So we broke up–sort of.
-v-
It was a dilemma. On the one hand, I couldn’t get Chantal out of my system. I couldn’t quite live with her, but I couldn’t quite live without her.
On the other hand, I wasn’t cut out to be a monk. I wanted a wife. I wanted kids. I wanted a real life.
It wasn’t quite fair to my wife to marry a woman before I got over another woman. But what if I couldn’t get over the other woman? What if the other woman couldn’t get over me? What if we were both inseparable and incompatible?
We tried to make it work–my wife and I. I loved her. I was faithful to her–to a point. She gave me a daughter and two sons–for which I’m eternally thankful.
Still, there’s a sense in which we got divorced on the same day we got married. Chantal originally planned to boycott the wedding. It was too much for her to see me take another woman to be my bride.
Mind you, she understood. But that didn’t make it feel any better.
But at the last minute she decided to attend. She didn’t want to miss out on that part of my life. She came to honor me.
It wasn’t her intention to make trouble. She was very discrete, and very polite.
My bride didn’t even know who she was. Why tell her? She knew I had dated other women. I knew that she had dated other men. Life is a compromise. For all I knew, I was second-best on her wish list.
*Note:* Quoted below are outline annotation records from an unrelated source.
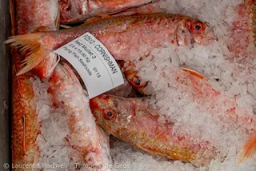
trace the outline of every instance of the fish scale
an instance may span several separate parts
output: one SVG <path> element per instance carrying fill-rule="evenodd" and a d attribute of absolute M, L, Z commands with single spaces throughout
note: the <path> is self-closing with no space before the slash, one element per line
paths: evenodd
<path fill-rule="evenodd" d="M 192 142 L 191 135 L 173 134 L 174 123 L 160 122 L 158 111 L 142 99 L 101 95 L 90 99 L 90 103 L 97 124 L 115 137 L 141 149 L 197 166 L 207 165 L 215 157 L 224 160 L 208 141 Z M 113 103 L 117 105 L 110 105 Z M 134 112 L 130 106 L 134 107 Z M 106 111 L 113 117 L 108 117 Z"/>
<path fill-rule="evenodd" d="M 198 27 L 198 30 L 195 29 Z M 211 29 L 196 18 L 179 14 L 150 14 L 106 18 L 56 32 L 15 36 L 6 43 L 26 46 L 27 50 L 30 50 L 27 64 L 18 72 L 18 74 L 22 74 L 42 61 L 49 59 L 48 56 L 53 50 L 86 32 L 95 36 L 116 60 L 125 61 L 144 58 L 154 48 L 166 47 L 166 42 L 174 46 L 207 45 L 215 38 Z"/>

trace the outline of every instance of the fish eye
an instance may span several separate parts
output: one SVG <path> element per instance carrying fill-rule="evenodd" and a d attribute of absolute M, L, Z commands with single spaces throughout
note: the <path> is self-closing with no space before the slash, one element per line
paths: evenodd
<path fill-rule="evenodd" d="M 107 120 L 113 119 L 114 117 L 114 111 L 112 111 L 110 109 L 105 109 L 103 111 L 103 117 L 105 119 L 107 119 Z"/>
<path fill-rule="evenodd" d="M 200 29 L 201 29 L 201 26 L 200 26 L 199 25 L 197 25 L 197 26 L 194 26 L 194 28 L 195 28 L 195 30 L 197 30 L 198 31 L 199 31 Z"/>
<path fill-rule="evenodd" d="M 138 79 L 138 78 L 136 77 L 136 78 L 134 78 L 134 82 L 135 85 L 139 86 L 141 84 L 141 80 Z"/>
<path fill-rule="evenodd" d="M 193 25 L 193 30 L 195 31 L 200 31 L 203 30 L 203 24 L 201 22 L 196 22 Z"/>

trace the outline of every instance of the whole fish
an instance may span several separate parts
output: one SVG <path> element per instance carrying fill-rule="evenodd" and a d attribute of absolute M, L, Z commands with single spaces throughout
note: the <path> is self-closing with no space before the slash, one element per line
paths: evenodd
<path fill-rule="evenodd" d="M 158 121 L 159 113 L 140 98 L 100 95 L 90 99 L 97 124 L 117 138 L 150 153 L 206 165 L 218 154 L 208 141 L 173 135 L 174 123 Z"/>
<path fill-rule="evenodd" d="M 15 36 L 6 43 L 23 46 L 22 51 L 30 51 L 19 75 L 38 66 L 53 50 L 86 32 L 101 41 L 116 60 L 125 61 L 144 58 L 157 47 L 209 44 L 215 38 L 211 29 L 198 19 L 152 14 L 107 18 L 60 31 Z"/>
<path fill-rule="evenodd" d="M 55 28 L 56 23 L 49 15 L 49 12 L 54 9 L 54 2 L 53 0 L 16 0 L 15 2 L 11 0 L 10 6 L 12 35 L 29 34 L 36 30 L 50 30 Z M 51 9 L 50 4 L 52 5 Z M 58 6 L 56 2 L 54 5 Z M 58 8 L 56 11 L 57 10 Z M 45 14 L 40 15 L 38 12 Z M 32 74 L 30 72 L 17 76 L 18 71 L 22 69 L 23 56 L 16 48 L 11 48 L 11 53 L 13 169 L 32 170 L 33 168 L 16 167 L 17 165 L 18 166 L 24 164 L 33 165 L 40 156 L 35 145 L 37 137 L 40 133 L 40 124 L 38 121 L 36 111 L 30 104 L 34 97 L 32 84 L 30 82 Z M 53 59 L 47 60 L 47 62 Z"/>
<path fill-rule="evenodd" d="M 61 23 L 84 22 L 91 17 L 115 14 L 129 8 L 148 4 L 153 0 L 58 0 Z"/>
<path fill-rule="evenodd" d="M 121 61 L 119 62 L 119 63 L 123 74 L 125 75 L 127 82 L 131 85 L 131 86 L 141 94 L 150 95 L 146 94 L 145 90 L 149 82 L 144 81 L 142 78 L 138 76 L 138 71 L 136 70 L 135 65 L 130 61 L 126 62 L 124 61 Z M 187 68 L 182 68 L 181 70 L 186 71 L 200 79 L 206 79 L 204 76 L 201 75 L 194 70 Z"/>
<path fill-rule="evenodd" d="M 58 108 L 64 109 L 69 118 L 70 145 L 81 155 L 83 164 L 101 170 L 110 164 L 106 136 L 97 129 L 90 112 L 89 97 L 68 65 L 58 65 L 50 79 L 50 90 Z"/>
<path fill-rule="evenodd" d="M 146 89 L 149 82 L 143 80 L 143 78 L 137 76 L 138 71 L 134 68 L 135 66 L 133 63 L 122 62 L 121 66 L 127 81 L 130 82 L 134 89 L 142 94 L 152 95 L 152 92 L 149 93 Z M 184 71 L 189 74 L 186 74 Z M 237 125 L 244 129 L 244 134 L 247 134 L 250 138 L 240 153 L 240 161 L 256 155 L 256 118 L 249 115 L 246 109 L 239 109 L 235 98 L 227 97 L 223 95 L 221 91 L 215 90 L 207 82 L 207 79 L 205 77 L 192 70 L 186 68 L 182 68 L 180 70 L 162 70 L 161 76 L 168 83 L 167 85 L 171 84 L 173 85 L 172 86 L 178 85 L 174 87 L 174 89 L 179 89 L 181 86 L 186 86 L 187 94 L 191 92 L 192 97 L 190 97 L 194 101 L 200 104 L 200 105 L 205 105 L 206 108 L 209 108 L 211 112 L 208 113 L 220 117 L 222 121 L 232 121 L 234 125 Z M 170 87 L 166 87 L 166 89 L 168 89 Z M 204 105 L 206 101 L 211 101 L 211 105 Z M 226 111 L 218 109 L 218 104 L 219 103 L 226 104 Z M 254 132 L 254 133 L 252 133 Z"/>

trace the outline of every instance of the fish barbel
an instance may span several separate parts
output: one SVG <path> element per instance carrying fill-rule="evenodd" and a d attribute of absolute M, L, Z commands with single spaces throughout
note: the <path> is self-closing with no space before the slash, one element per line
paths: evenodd
<path fill-rule="evenodd" d="M 22 46 L 22 51 L 30 51 L 19 75 L 38 66 L 53 50 L 86 32 L 101 41 L 116 60 L 125 61 L 143 58 L 157 47 L 209 44 L 215 38 L 211 29 L 198 19 L 179 14 L 151 14 L 107 18 L 59 31 L 15 36 L 6 43 Z"/>
<path fill-rule="evenodd" d="M 96 122 L 117 138 L 150 153 L 206 165 L 218 154 L 209 141 L 173 134 L 174 123 L 158 121 L 159 113 L 142 99 L 100 95 L 90 101 Z"/>
<path fill-rule="evenodd" d="M 12 35 L 23 34 L 36 30 L 54 30 L 56 23 L 48 12 L 58 7 L 53 0 L 31 1 L 11 0 L 10 2 L 12 23 Z M 57 11 L 58 8 L 56 8 Z M 38 14 L 46 13 L 45 14 Z M 39 19 L 40 18 L 40 19 Z M 35 109 L 30 101 L 34 97 L 32 84 L 30 82 L 32 74 L 17 76 L 22 69 L 22 56 L 16 48 L 11 48 L 12 60 L 12 165 L 33 165 L 40 156 L 35 144 L 40 133 L 40 124 L 38 121 Z M 50 59 L 47 62 L 50 62 Z M 13 168 L 14 170 L 32 170 L 33 168 Z M 34 169 L 36 170 L 36 169 Z"/>
<path fill-rule="evenodd" d="M 115 14 L 140 6 L 153 0 L 58 0 L 61 5 L 61 23 L 84 22 L 98 15 Z"/>
<path fill-rule="evenodd" d="M 99 170 L 110 163 L 111 157 L 106 135 L 97 129 L 90 112 L 89 97 L 68 65 L 58 64 L 50 78 L 49 92 L 58 108 L 64 109 L 70 129 L 68 142 L 83 161 Z"/>

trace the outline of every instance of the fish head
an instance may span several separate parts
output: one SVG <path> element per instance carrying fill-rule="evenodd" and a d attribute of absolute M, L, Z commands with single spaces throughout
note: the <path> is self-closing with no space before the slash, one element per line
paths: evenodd
<path fill-rule="evenodd" d="M 176 31 L 178 45 L 192 46 L 194 44 L 209 45 L 217 39 L 211 27 L 206 22 L 196 18 L 185 17 Z"/>
<path fill-rule="evenodd" d="M 126 127 L 134 116 L 134 104 L 123 97 L 100 95 L 90 100 L 97 124 L 106 132 Z"/>
<path fill-rule="evenodd" d="M 144 82 L 141 78 L 138 77 L 138 71 L 133 62 L 128 62 L 127 66 L 125 66 L 125 62 L 118 62 L 120 68 L 123 71 L 126 78 L 131 86 L 138 91 L 140 93 L 144 94 L 144 89 L 146 87 L 148 82 Z"/>

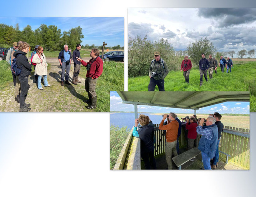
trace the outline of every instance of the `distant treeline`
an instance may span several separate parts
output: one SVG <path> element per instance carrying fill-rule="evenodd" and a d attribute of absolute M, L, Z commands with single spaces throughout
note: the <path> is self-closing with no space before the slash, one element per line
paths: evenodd
<path fill-rule="evenodd" d="M 41 24 L 34 31 L 31 26 L 28 25 L 22 31 L 19 30 L 19 24 L 15 27 L 3 23 L 0 24 L 0 47 L 8 48 L 12 46 L 15 42 L 21 40 L 29 44 L 31 50 L 36 45 L 42 46 L 47 51 L 59 51 L 63 49 L 64 44 L 67 44 L 69 48 L 74 50 L 76 45 L 82 42 L 84 38 L 82 28 L 80 26 L 72 28 L 68 31 L 64 31 L 57 26 L 54 25 L 47 26 L 44 24 Z M 102 40 L 102 43 L 104 40 Z M 102 49 L 102 46 L 96 46 L 94 44 L 89 46 L 86 44 L 82 46 L 85 49 L 97 48 Z M 105 47 L 114 50 L 124 49 L 118 45 L 113 47 Z"/>

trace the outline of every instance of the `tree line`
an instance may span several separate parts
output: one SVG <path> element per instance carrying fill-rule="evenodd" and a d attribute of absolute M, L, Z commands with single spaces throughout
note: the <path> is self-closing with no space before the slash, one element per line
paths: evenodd
<path fill-rule="evenodd" d="M 8 48 L 12 46 L 15 42 L 22 40 L 29 44 L 31 49 L 36 45 L 43 47 L 47 51 L 59 51 L 63 48 L 64 44 L 73 50 L 76 45 L 81 43 L 84 38 L 82 28 L 78 26 L 72 28 L 67 31 L 61 33 L 61 30 L 56 26 L 47 25 L 44 24 L 34 31 L 29 25 L 24 27 L 22 31 L 19 30 L 19 24 L 15 27 L 3 23 L 0 24 L 0 47 Z M 103 41 L 102 41 L 103 42 Z M 89 46 L 86 44 L 81 46 L 82 48 L 90 49 L 97 48 L 102 49 L 102 46 L 96 46 L 94 44 Z M 124 47 L 118 45 L 114 47 L 105 47 L 105 48 L 119 50 L 124 49 Z"/>

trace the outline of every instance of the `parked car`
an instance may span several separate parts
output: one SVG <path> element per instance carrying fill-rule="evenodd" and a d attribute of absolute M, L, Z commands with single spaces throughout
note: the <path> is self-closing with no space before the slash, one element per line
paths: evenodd
<path fill-rule="evenodd" d="M 0 48 L 0 61 L 6 59 L 7 54 L 6 48 Z"/>
<path fill-rule="evenodd" d="M 103 55 L 103 59 L 106 62 L 110 61 L 124 62 L 125 53 L 123 51 L 109 51 Z M 101 55 L 100 56 L 101 58 Z"/>

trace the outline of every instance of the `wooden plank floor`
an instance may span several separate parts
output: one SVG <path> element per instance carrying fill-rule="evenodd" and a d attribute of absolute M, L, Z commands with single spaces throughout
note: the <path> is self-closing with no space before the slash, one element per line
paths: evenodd
<path fill-rule="evenodd" d="M 180 149 L 181 153 L 186 151 L 185 148 Z M 162 154 L 155 156 L 157 170 L 165 170 L 168 169 L 166 161 L 165 159 L 165 154 Z M 182 170 L 200 170 L 204 169 L 203 165 L 201 162 L 202 157 L 201 154 L 197 155 L 194 159 L 194 161 L 188 161 L 182 165 Z M 227 164 L 226 163 L 226 156 L 221 157 L 220 156 L 219 165 L 217 167 L 216 170 L 249 170 L 244 167 L 235 164 L 234 162 L 229 162 Z M 145 169 L 144 162 L 141 161 L 141 168 L 142 170 Z M 173 161 L 173 168 L 178 169 L 177 167 Z"/>

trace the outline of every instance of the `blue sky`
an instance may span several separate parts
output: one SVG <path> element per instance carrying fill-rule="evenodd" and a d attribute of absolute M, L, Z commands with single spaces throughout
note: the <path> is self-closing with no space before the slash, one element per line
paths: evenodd
<path fill-rule="evenodd" d="M 213 113 L 218 112 L 222 113 L 249 113 L 249 102 L 225 102 L 222 103 L 205 107 L 197 110 L 197 114 Z M 133 112 L 133 105 L 122 103 L 122 99 L 116 92 L 110 92 L 110 110 Z M 147 105 L 138 105 L 138 112 L 169 113 L 174 112 L 180 113 L 194 113 L 194 110 L 171 108 Z"/>
<path fill-rule="evenodd" d="M 107 46 L 124 46 L 123 17 L 0 17 L 0 23 L 14 27 L 19 23 L 21 31 L 28 25 L 35 30 L 41 24 L 45 24 L 57 26 L 62 33 L 80 26 L 84 36 L 82 45 L 94 44 L 99 46 L 105 41 L 107 44 Z"/>

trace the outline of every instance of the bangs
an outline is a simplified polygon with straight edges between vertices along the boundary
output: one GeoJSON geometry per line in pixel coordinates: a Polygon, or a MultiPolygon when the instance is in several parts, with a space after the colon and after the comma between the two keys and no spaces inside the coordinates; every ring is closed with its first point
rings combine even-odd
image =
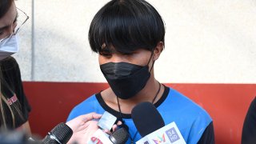
{"type": "Polygon", "coordinates": [[[115,0],[105,5],[90,26],[92,50],[99,53],[103,44],[120,53],[153,50],[163,41],[165,30],[160,15],[152,7],[139,0],[115,0]]]}

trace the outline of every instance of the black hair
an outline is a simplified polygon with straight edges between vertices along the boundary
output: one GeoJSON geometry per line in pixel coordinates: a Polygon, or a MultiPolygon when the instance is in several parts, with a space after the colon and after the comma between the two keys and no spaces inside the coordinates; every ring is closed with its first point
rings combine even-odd
{"type": "Polygon", "coordinates": [[[138,49],[152,51],[162,41],[165,25],[158,12],[144,0],[112,0],[93,18],[88,34],[91,50],[100,53],[102,45],[120,53],[138,49]]]}
{"type": "Polygon", "coordinates": [[[1,0],[0,2],[0,18],[3,17],[10,9],[14,0],[1,0]]]}

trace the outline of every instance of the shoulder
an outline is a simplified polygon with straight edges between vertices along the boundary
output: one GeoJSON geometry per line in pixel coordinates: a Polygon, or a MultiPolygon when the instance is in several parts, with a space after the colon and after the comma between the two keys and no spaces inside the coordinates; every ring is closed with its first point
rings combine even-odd
{"type": "Polygon", "coordinates": [[[70,121],[79,115],[96,112],[103,113],[103,109],[100,106],[95,94],[91,95],[81,103],[75,106],[69,114],[67,121],[70,121]]]}
{"type": "Polygon", "coordinates": [[[196,143],[212,122],[210,114],[180,92],[170,88],[165,102],[158,107],[166,124],[175,122],[186,142],[196,143]]]}
{"type": "Polygon", "coordinates": [[[17,61],[14,58],[10,56],[0,61],[0,64],[2,66],[14,66],[18,65],[17,61]]]}
{"type": "Polygon", "coordinates": [[[1,70],[5,74],[20,73],[19,66],[14,58],[10,56],[0,61],[1,70]]]}

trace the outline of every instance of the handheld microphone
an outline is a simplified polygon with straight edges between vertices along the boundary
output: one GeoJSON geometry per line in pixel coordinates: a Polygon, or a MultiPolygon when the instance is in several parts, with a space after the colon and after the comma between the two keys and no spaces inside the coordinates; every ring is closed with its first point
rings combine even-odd
{"type": "Polygon", "coordinates": [[[98,130],[93,134],[87,142],[88,144],[123,144],[129,138],[127,130],[122,127],[114,131],[111,135],[108,135],[102,130],[98,130]]]}
{"type": "Polygon", "coordinates": [[[165,126],[161,114],[152,103],[142,102],[135,106],[131,117],[138,133],[143,137],[136,144],[186,144],[175,122],[165,126]]]}
{"type": "Polygon", "coordinates": [[[43,144],[66,143],[71,138],[73,130],[65,123],[57,125],[42,140],[43,144]]]}

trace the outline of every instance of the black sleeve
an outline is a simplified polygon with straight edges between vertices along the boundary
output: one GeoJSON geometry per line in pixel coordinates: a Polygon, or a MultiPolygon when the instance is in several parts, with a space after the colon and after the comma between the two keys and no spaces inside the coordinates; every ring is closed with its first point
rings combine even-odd
{"type": "Polygon", "coordinates": [[[18,64],[12,57],[8,57],[0,62],[2,79],[1,81],[5,94],[10,98],[14,93],[18,99],[23,120],[16,118],[15,127],[18,127],[28,120],[30,106],[25,95],[23,85],[21,78],[21,73],[18,64]]]}
{"type": "Polygon", "coordinates": [[[14,84],[15,86],[15,90],[16,90],[16,94],[17,97],[18,98],[19,102],[22,105],[22,110],[23,113],[23,115],[25,117],[26,119],[28,119],[28,116],[29,116],[29,112],[30,112],[31,110],[31,107],[28,102],[28,100],[26,97],[24,90],[23,90],[23,85],[22,85],[22,77],[21,77],[21,72],[19,70],[19,66],[18,64],[17,63],[16,60],[14,60],[14,63],[15,63],[15,70],[14,71],[14,75],[16,75],[16,79],[14,79],[14,82],[16,82],[16,84],[14,84]]]}
{"type": "Polygon", "coordinates": [[[215,143],[214,140],[214,124],[211,122],[205,131],[203,132],[200,140],[198,142],[198,144],[214,144],[215,143]]]}
{"type": "Polygon", "coordinates": [[[251,102],[248,109],[242,132],[242,144],[256,142],[256,98],[251,102]]]}

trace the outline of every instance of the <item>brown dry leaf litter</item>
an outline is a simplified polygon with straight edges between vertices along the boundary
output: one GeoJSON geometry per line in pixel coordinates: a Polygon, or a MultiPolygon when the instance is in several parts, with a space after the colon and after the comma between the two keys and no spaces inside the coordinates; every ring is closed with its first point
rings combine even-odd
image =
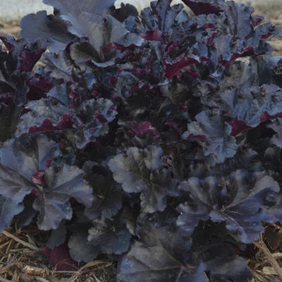
{"type": "Polygon", "coordinates": [[[39,247],[47,233],[35,224],[0,235],[0,282],[114,282],[116,266],[109,260],[91,262],[76,271],[57,271],[39,247]]]}
{"type": "MultiPolygon", "coordinates": [[[[281,9],[280,6],[267,6],[267,11],[264,11],[262,6],[257,7],[255,13],[264,15],[265,21],[282,27],[281,9]]],[[[19,37],[20,32],[20,27],[16,23],[0,23],[0,34],[19,37]]],[[[270,43],[274,49],[273,55],[282,56],[282,40],[274,39],[270,43]]],[[[77,271],[56,271],[39,250],[47,240],[47,233],[32,225],[18,233],[9,228],[0,234],[0,282],[116,281],[116,266],[109,261],[91,262],[77,271]]],[[[275,225],[267,226],[265,235],[261,234],[254,245],[255,255],[248,260],[248,268],[253,276],[252,281],[282,281],[282,228],[275,225]]]]}

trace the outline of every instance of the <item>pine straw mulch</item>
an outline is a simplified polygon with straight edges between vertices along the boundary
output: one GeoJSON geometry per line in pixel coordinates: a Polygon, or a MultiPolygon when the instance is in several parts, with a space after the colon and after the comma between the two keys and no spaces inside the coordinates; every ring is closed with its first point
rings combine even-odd
{"type": "Polygon", "coordinates": [[[47,233],[35,224],[0,234],[0,282],[114,282],[114,262],[90,262],[75,271],[59,271],[39,250],[47,233]]]}
{"type": "MultiPolygon", "coordinates": [[[[269,5],[257,7],[256,13],[264,15],[266,21],[282,27],[281,7],[269,5]]],[[[18,24],[0,23],[0,34],[19,37],[18,24]]],[[[282,40],[274,39],[271,44],[276,56],[282,56],[282,40]]],[[[39,251],[47,240],[47,233],[30,225],[16,231],[7,228],[0,234],[0,282],[114,282],[116,268],[113,262],[96,260],[76,271],[59,271],[39,251]]],[[[268,225],[264,233],[252,245],[254,255],[248,259],[252,282],[282,281],[282,228],[268,225]]],[[[244,282],[244,281],[242,281],[244,282]]]]}
{"type": "MultiPolygon", "coordinates": [[[[90,262],[75,271],[52,267],[39,247],[47,233],[35,224],[16,231],[10,227],[0,234],[0,282],[114,282],[114,262],[90,262]]],[[[266,225],[264,233],[252,244],[254,255],[247,259],[253,278],[250,282],[282,281],[282,228],[266,225]]],[[[242,281],[245,282],[245,281],[242,281]]]]}

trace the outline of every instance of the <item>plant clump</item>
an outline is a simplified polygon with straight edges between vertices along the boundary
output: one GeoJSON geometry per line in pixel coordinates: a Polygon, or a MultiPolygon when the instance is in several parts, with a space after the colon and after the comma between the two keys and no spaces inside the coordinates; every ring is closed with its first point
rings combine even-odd
{"type": "Polygon", "coordinates": [[[247,281],[282,222],[281,31],[232,1],[43,1],[0,37],[0,231],[35,220],[121,282],[247,281]]]}

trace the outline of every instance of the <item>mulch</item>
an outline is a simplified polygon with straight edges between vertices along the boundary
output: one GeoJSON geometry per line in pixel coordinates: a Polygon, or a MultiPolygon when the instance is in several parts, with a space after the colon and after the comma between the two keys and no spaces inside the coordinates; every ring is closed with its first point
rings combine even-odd
{"type": "Polygon", "coordinates": [[[47,233],[35,223],[0,234],[0,282],[114,282],[116,264],[109,259],[90,262],[76,271],[57,271],[40,251],[47,233]]]}
{"type": "MultiPolygon", "coordinates": [[[[264,15],[282,27],[282,13],[264,11],[258,7],[256,13],[264,15]]],[[[275,11],[275,7],[272,9],[275,11]]],[[[0,34],[19,37],[18,24],[0,23],[0,34]]],[[[282,40],[271,42],[273,55],[282,56],[282,40]]],[[[116,265],[108,259],[90,262],[76,271],[58,271],[48,257],[40,251],[47,240],[47,233],[30,225],[16,230],[6,228],[0,234],[0,282],[114,282],[116,265]]],[[[250,282],[282,281],[282,228],[276,224],[266,225],[264,233],[251,245],[253,250],[247,259],[247,267],[253,278],[250,282]]]]}

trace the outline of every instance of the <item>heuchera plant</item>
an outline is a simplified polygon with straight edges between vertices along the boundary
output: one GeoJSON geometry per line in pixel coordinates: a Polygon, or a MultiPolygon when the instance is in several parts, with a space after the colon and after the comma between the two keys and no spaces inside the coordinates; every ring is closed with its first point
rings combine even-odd
{"type": "Polygon", "coordinates": [[[35,220],[119,281],[247,281],[282,222],[280,30],[223,0],[43,1],[0,37],[0,231],[35,220]]]}

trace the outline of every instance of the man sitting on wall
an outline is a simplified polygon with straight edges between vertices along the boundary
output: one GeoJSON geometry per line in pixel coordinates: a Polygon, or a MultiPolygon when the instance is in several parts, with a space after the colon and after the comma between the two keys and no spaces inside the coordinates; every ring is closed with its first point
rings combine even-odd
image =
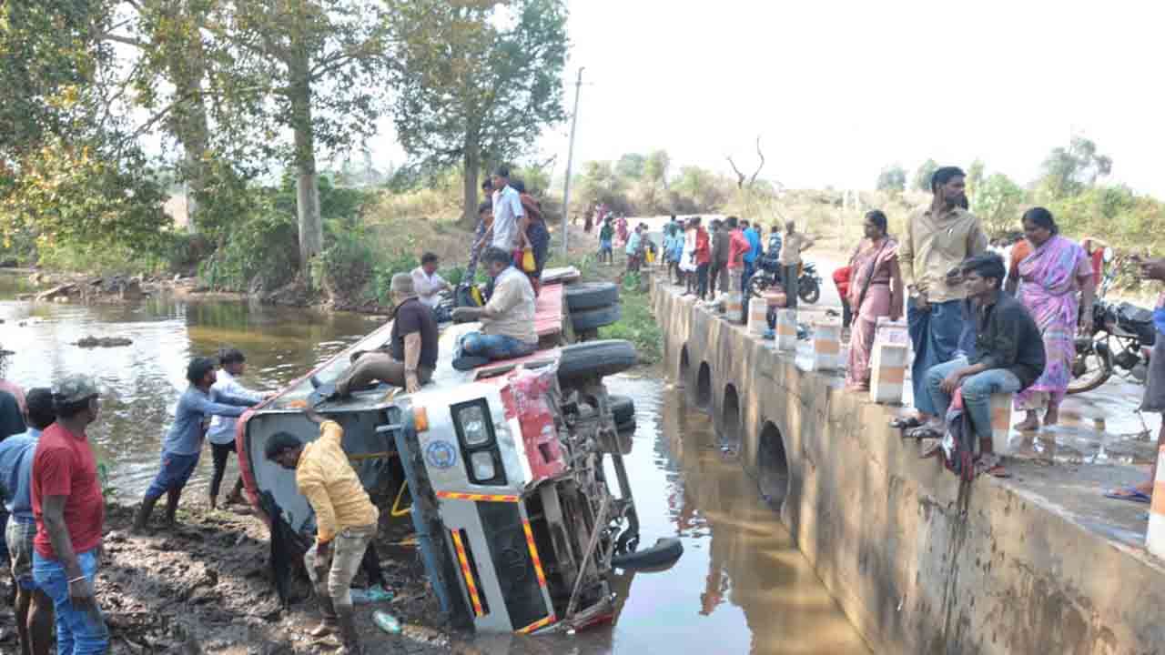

Everything was going fine until Chantal congratulated my wife and me at the reception. The way she looked at me, the way I looked at her–said it all. My wife saw that. She saw that I looked at Chantal in a way I didn’t look at her. And, frankly, she also saw that Chantal looked at me in a way my newlywed didn’t look at me. That was the beginning of the end.
It didn’t help that Chantal would phone me from time to time. I arranged for her to call me at work rather than at home. One time my sons were in the office when I took the call. So I had some explaining to do.
They were very understanding. It was a man-to-man sort of thing. But I also thought I lost some moral authority with them.
Sometimes Chantal would come to town. Want to see me. Indeed, come just to see me. So we’d arrange to have lunch somewhere–just the two of us.
I didn’t tell my wife. I didn’t exactly lie to her. I told her I was going somewhere to do something. Which was true–to a point. A half-truth.
I always paid cash so that my wife wouldn’t uncover any incriminating receipts as she was going through the bills. Chantal and I never did anything beyond lunch. Still, I couldn’t shake the feeling that, for all my disapproval, I was acting more like my old man than I cared to admit. Like father, like son.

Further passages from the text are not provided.